The Search

Experimental record of recursive self-improvement research on ARC-AGI-3 and MBPP. 1381 experiments, 4 phases, 16 architecture families tested.

Question

Can a system improve itself by criteria it generates?

Feasibility

One known system satisfies all seven constitutional constraints simultaneously: biology. Cells self-modify (R3) through metabolic dynamics that ARE the computation (R2), without external objectives (R1). Environmental selection tests modifications against prior fitness (R4). DNA provides the fixed ground truth (R5). Every organelle is essential (R6). Identical genomes in different environments produce different organisms (R0).

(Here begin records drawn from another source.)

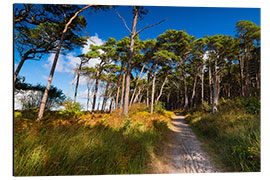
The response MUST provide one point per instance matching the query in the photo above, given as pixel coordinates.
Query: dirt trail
(182, 152)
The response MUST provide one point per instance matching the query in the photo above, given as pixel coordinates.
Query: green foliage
(252, 106)
(62, 146)
(232, 134)
(71, 109)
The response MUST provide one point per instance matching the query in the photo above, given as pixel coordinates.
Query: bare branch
(122, 20)
(150, 26)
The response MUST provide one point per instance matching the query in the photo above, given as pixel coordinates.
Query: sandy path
(182, 152)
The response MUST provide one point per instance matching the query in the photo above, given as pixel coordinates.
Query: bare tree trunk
(193, 91)
(162, 87)
(135, 88)
(20, 66)
(105, 97)
(241, 64)
(210, 84)
(247, 79)
(202, 86)
(45, 96)
(122, 90)
(215, 93)
(168, 100)
(131, 51)
(96, 89)
(140, 98)
(186, 90)
(77, 83)
(147, 90)
(112, 104)
(88, 96)
(153, 90)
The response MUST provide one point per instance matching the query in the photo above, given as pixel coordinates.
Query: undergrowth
(232, 135)
(86, 144)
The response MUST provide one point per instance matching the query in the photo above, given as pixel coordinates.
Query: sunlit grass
(87, 145)
(232, 135)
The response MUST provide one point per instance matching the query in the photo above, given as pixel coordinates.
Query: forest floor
(182, 152)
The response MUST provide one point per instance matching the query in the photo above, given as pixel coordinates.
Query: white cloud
(68, 62)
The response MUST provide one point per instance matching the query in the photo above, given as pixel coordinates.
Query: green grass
(232, 135)
(75, 148)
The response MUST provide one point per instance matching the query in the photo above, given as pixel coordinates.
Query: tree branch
(150, 26)
(122, 20)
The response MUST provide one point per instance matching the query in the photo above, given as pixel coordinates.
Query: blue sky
(197, 21)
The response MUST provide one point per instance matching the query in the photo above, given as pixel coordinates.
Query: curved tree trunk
(45, 96)
(77, 83)
(135, 88)
(131, 51)
(20, 66)
(162, 87)
(153, 90)
(193, 92)
(96, 90)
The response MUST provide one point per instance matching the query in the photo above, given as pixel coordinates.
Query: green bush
(232, 134)
(71, 109)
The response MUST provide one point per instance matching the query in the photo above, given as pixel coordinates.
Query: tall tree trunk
(112, 104)
(229, 78)
(168, 101)
(247, 78)
(135, 88)
(186, 90)
(20, 66)
(210, 84)
(137, 95)
(77, 83)
(153, 90)
(131, 51)
(215, 93)
(241, 64)
(117, 96)
(140, 98)
(162, 87)
(96, 90)
(88, 96)
(202, 86)
(122, 90)
(193, 91)
(105, 97)
(118, 86)
(45, 96)
(147, 90)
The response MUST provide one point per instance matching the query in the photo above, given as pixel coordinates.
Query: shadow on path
(182, 152)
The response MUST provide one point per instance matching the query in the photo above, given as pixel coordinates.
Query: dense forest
(142, 79)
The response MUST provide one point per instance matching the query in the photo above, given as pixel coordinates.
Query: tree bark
(45, 96)
(193, 91)
(153, 90)
(215, 93)
(210, 84)
(122, 90)
(105, 97)
(96, 89)
(162, 87)
(88, 97)
(135, 88)
(131, 51)
(20, 66)
(147, 90)
(202, 86)
(186, 90)
(241, 64)
(77, 83)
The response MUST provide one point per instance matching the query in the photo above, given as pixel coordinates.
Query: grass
(86, 144)
(232, 135)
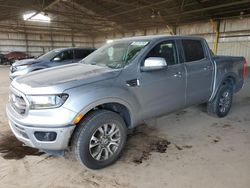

This is not a theoretical exercise. The constitution is extracted from observing what already works. The open question is whether computation (discrete, finite precision) can implement what chemistry (continuous, molecular) does. A single computational substrate satisfying R0-R6 with RHAE > 0 would resolve this.

Metric

RHAE(try2) = mean(efficiency²) across all games, measured on try2 (with weights from try1).

ARC Prize scoring. External judgment. The substrate plays each game twice: try1 (fresh weights), try2 (carrying try1's weights). MBPP (text) always in the game pool. efficiency = optimal_actions / actual_actions. efficiency = 0 when progress never reached.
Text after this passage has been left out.